When products are marked as biodegradable, it doesn’t always mean that they can be fully decomposed by microorganisms and won’t leave a trace of microplastic. Currently, it’s a very vague concept, which means anything can be marketed as such. On the global market, this aspect is regulated by the OK compost certification system: the materials that pass all the necessary tests to confirm their full biodegradability and absence of negative impact on flora get their official mark. In Russia, there is no analogous certification standard.

Thanks to the system suggested by ITMO scientists, it will be possible to conduct expert evaluation of materials’ decomposition and regulate this concept on the market.

“In Russia, OK compost is only used in relation to imported products – OK compost cannot certify domestic ones. This means that while we can’t use the European standard, we also don’t have our own certification system. That’s why our next step is certifying the measuring equipment and acquiring the necessary papers that will allow us to officially certify the materials we will perform our tests on,” says Nelli Molodkina, the head of the project and an associate professor at ITMO’s Faculty of Ecotechnologies.

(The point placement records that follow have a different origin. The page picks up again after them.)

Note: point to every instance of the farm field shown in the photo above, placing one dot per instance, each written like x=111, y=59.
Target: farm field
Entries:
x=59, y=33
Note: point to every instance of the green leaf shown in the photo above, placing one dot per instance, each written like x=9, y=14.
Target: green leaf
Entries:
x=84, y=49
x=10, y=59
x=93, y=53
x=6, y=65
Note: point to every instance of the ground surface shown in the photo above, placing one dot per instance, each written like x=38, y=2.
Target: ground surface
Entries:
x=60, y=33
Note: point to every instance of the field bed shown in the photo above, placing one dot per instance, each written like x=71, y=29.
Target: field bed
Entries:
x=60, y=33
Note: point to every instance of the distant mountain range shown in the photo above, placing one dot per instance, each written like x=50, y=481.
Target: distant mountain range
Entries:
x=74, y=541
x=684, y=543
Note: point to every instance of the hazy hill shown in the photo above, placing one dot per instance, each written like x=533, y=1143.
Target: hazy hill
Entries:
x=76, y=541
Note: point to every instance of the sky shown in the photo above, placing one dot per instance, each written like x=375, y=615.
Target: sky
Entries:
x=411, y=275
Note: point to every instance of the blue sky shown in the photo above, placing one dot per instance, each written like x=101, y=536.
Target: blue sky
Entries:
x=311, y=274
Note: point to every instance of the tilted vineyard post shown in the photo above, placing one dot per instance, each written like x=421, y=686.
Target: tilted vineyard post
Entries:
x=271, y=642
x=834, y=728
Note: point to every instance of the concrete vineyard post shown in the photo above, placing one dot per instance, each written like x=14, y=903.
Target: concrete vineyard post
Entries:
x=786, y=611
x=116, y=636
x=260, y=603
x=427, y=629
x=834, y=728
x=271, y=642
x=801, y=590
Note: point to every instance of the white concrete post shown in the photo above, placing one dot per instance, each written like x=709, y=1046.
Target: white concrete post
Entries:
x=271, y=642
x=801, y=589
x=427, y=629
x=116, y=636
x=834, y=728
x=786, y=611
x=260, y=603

Nelli Molodkina. Photo by Dmitry Grigoryev / ITMO.NEWS

Nelli Molodkina. Photo by Dmitry Grigoryev / ITMO.NEWS

The suggested system is based on the Russian GOST standard, which has been translated from the international ISO standard – only with it is it possible to issue the OK compost label. As for the method used by the researchers, it is a controlled observation of the decomposition of the material with constant measurement of the level of carbon dioxide released in the process, which acts as an indicator of the degree of composting. The testing installation is a base with several tiers, each of which has containers with reagents that capture CO2, and with the samples themselves placed in flasks with soil and organic fertilizer.

“There are three containers: one with the compost and the tested material, another with the compost and the standard sample as our positive control (a sample with confirmed biodegradability), and the third one with pure compost as negative control. Each combination is repeated three times and studied separately, in order to ensure that we get statistically significant data about the difference between the indicator averages,” shares Evgeny Nikolaev, one of the project’s authors and a PhD student at ITMO’s Faculty of Ecotechnologies.

Mycelium packaging. Credit: economics.ihbt.ifmo.ru

Mycelium packaging. Credit: economics.ihbt.ifmo.ru

The testing lasts from 45 days to six months, depending on a material’s decomposition time. In the end, scientists obtain an exact percentage of the degree of biodegradation. If the indicator reaches 90%, the material is considered biodegradable. If less, the material is categorized as not compostable.

Five samples have already been tested: coffee cup lids with the OK compost label, the cups themselves, biodegradable tableware and a liquid band-aid created by the scientists, as well as a sample of mass-produced tableware. The first test confirmed the accuracy of the evaluation method. So far, the scientists are collecting data on the degree of product decomposition and the volumes of carbon dioxide released during this process manually. In the future, they plan to automate this process as much as possible. The project already has a commercial partner interested in its development and ready to invest in the testing system.

“New biodegradable materials will continue to appear and be implemented. Most likely, there will be related regulatory changes on the governmental level. As a result, certification will become mandatory,” concludes Nelli Molodkina.

The project is developed within the program for supporting students’ R&D projects.